In Defense of Brent's Cycle Detection Algorithm

In my earlier series about the Buddhabrot I vilely slandered Brent’s Cycle Detection Algorithm as “kind of a dud.” Well, I’m 99% sure I implemented it wrong the first time I tried it out (oops) so I think it’s time to give it a fairer shot.

I came across the concept of an automatic iteration limit algorithm for finding out whether a point is inside the Mandelbrot set. In this method, there isn’t an explicit maximum iteration count passed in - it will only stop iterating if the point escapes or it detects a cycle. The cycle detection algorithm better work in this case!

Finite Iteration Limit

Here’s a simplfied traditional version of the finding out whether a point is inside the Mandelbrot set:

public bool IsPointInMandelbrotSet(Complex c, int maxLimit)
{
    var z = Complex.Zero;

    for (int i = 0; i < maxLimit; i++)
    {
        z = z * z + c;

        // check if the point has escaped the circle of radius 2
        if (z.Magnitude > 2)
        {
            return false;
        }
    }

    // Point never escaped, so we think it's in the Mandelbrot set
    return true;
}

If we feed this method a complex number inside the set, it will take exactly maxLimit iterations to return.

Automatic Iteration Limit

Let’s see it without the max limit parameter:

public bool IsPointInMandelbrotSet(Complex c)
{
    var z = Complex.Zero;
    var oldZ = Complex.Zero;

    int stepsTaken = 0;
    int stepLimit = 2;

    int iterations = 0;

    while (z.Magnitude <= 2)
    {
        z = z * z + c;

        // z matches an old value, so we found a cycle
        if (z == oldZ)
            return true;

        // Time to update the old value
        if (stepsTaken == stepLimit)
        {
            oldZ = z;
            stepsTaken = 0;
            stepLimit *= 2;
        }

        stepsTaken++;
        iterations++;
    }

    // Point escaped, so it's not in the Mandelbrot set
    return false;
}

For points inside of the set, it relies entirely on the cycle detection algorithm for knowing when to stop.

When I implemented it the first time, I screwed up when the values were compared (basically, the z == oldZ part was inside the next if statement).
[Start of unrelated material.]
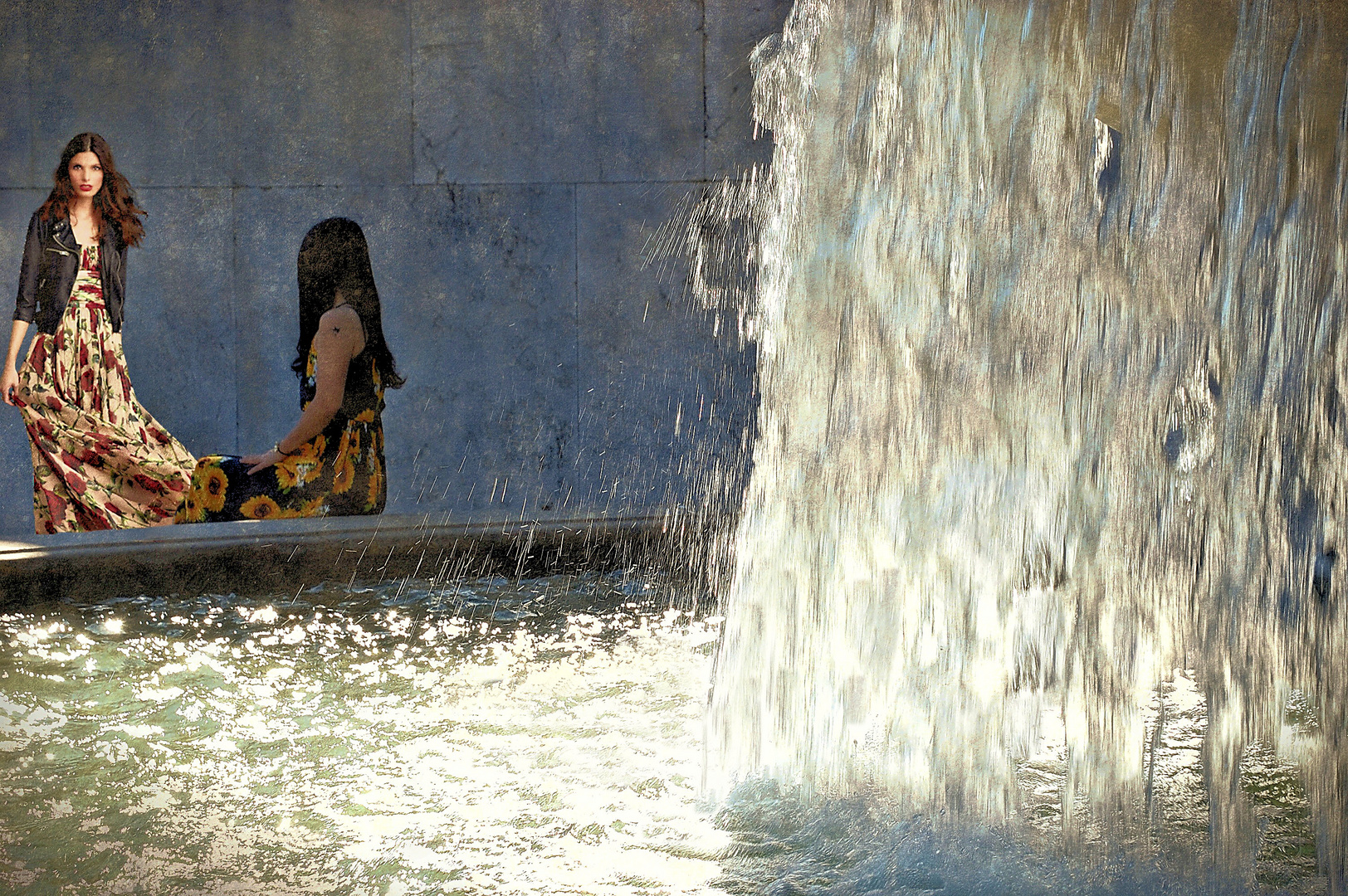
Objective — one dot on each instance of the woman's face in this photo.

I also didn’t use a separate counter for stepsTaken either, which I’m sure screws up the math. In my defense, the pseudo code on Wikipedia is a bit unclear and isn’t exactly the same usecase as this.

Is it fast?

Well, it depends on your max iteration limit and the points you’re feeding it… If you have a really low iteration limit, it might take substantially more iterations to find a cycle than just iterating for a set amount.
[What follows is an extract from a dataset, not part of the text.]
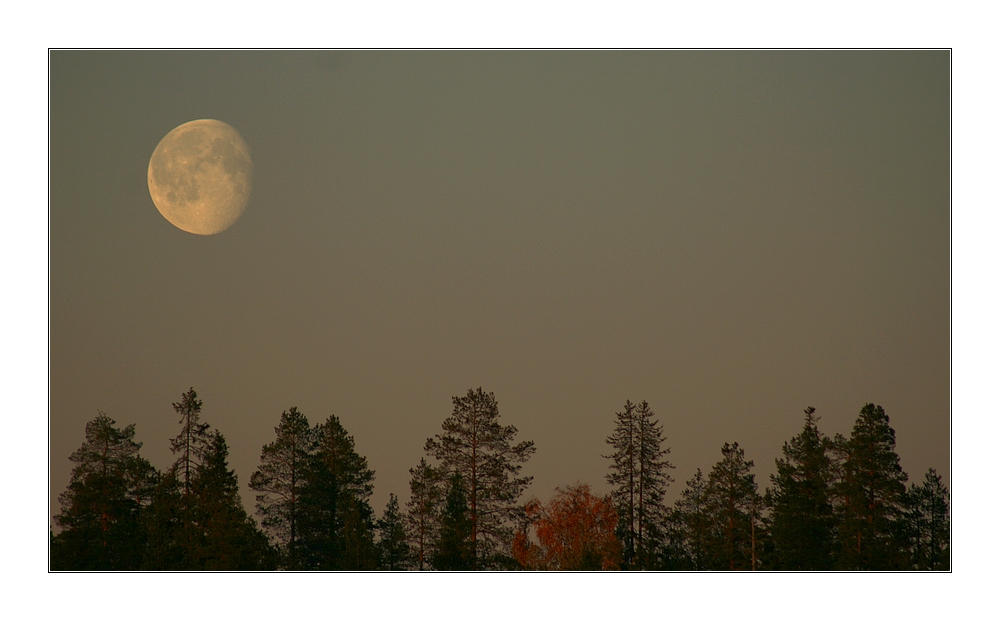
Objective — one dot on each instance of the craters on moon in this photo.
(200, 175)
Let’s benchmark this. We’ll compute a 25x25 grid of points in a complex area with real bounds of (-1.45, 0.75) and imaginary bounds of (-1.1, 1.1). This will give us a good mix of points outside and inside the set. We’ll leave out threading and geometric checks that can short-circuit the algorithm and plot the relative speed of each method (using the finite limit approach as the baseline; I.E. 1).
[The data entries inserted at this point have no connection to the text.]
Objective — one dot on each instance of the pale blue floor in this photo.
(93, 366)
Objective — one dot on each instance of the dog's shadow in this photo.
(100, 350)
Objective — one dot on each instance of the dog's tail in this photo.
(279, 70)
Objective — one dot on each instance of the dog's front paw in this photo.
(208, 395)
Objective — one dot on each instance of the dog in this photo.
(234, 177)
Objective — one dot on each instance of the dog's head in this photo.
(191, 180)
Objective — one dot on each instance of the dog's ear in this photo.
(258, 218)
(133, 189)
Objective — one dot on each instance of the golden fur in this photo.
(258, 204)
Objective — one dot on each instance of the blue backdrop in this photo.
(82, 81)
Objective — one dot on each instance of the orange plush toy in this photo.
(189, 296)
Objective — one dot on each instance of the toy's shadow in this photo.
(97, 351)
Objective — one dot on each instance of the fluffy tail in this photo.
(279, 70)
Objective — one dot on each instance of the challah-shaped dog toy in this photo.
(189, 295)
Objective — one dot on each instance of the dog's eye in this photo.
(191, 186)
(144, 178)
Finite Limit vs Cycle Detection 1K

Yowza. The cycle detection method is nearly 200x slower!

Let’s see what happens when we bump up the iteration limit to 1 million:

Finite Limit vs Cycle Detection 1M

That’s better - the cycle detection is able to bail out of the loop far earlier than 1 million iterations.

Best of Both Worlds?

Why not both?

Of course, there’s nothing preventing us from combining both approaches:

public bool IsPointInMandelbrotSet(Complex c, int maxLimit)
{
    var z = Complex.Zero;
    var oldZ = Complex.Zero;

    int stepsTaken = 0;
    int stepLimit = 2;

    for (int i = 0; i < maxLimit; i++)
    {
        z = z * z + c;

        if (z.Magnitude > 2)
        {
            return false;
        }

        if (z == oldZ)
            return true;

        if (stepsTaken == stepLimit)
        {
            oldZ = z;
            stepsTaken = 0;
            stepLimit *= 2;
        }

        stepsTaken++;
    }

    return true;
}

The results are better in both cases:

Benchmark of using both methods 1K (I left out the cycle-detection only method because it was so amazingly bad in this benchmark)

Benchmark of using both methods 1M

Conclusion

Well, I think the results speak for themselves. Brent’s Cycle Detection Algorithm is a great thing to use when doing Mandlebrot set calculations, especially once you start getting into massive iteration limits. Its honor has been restored.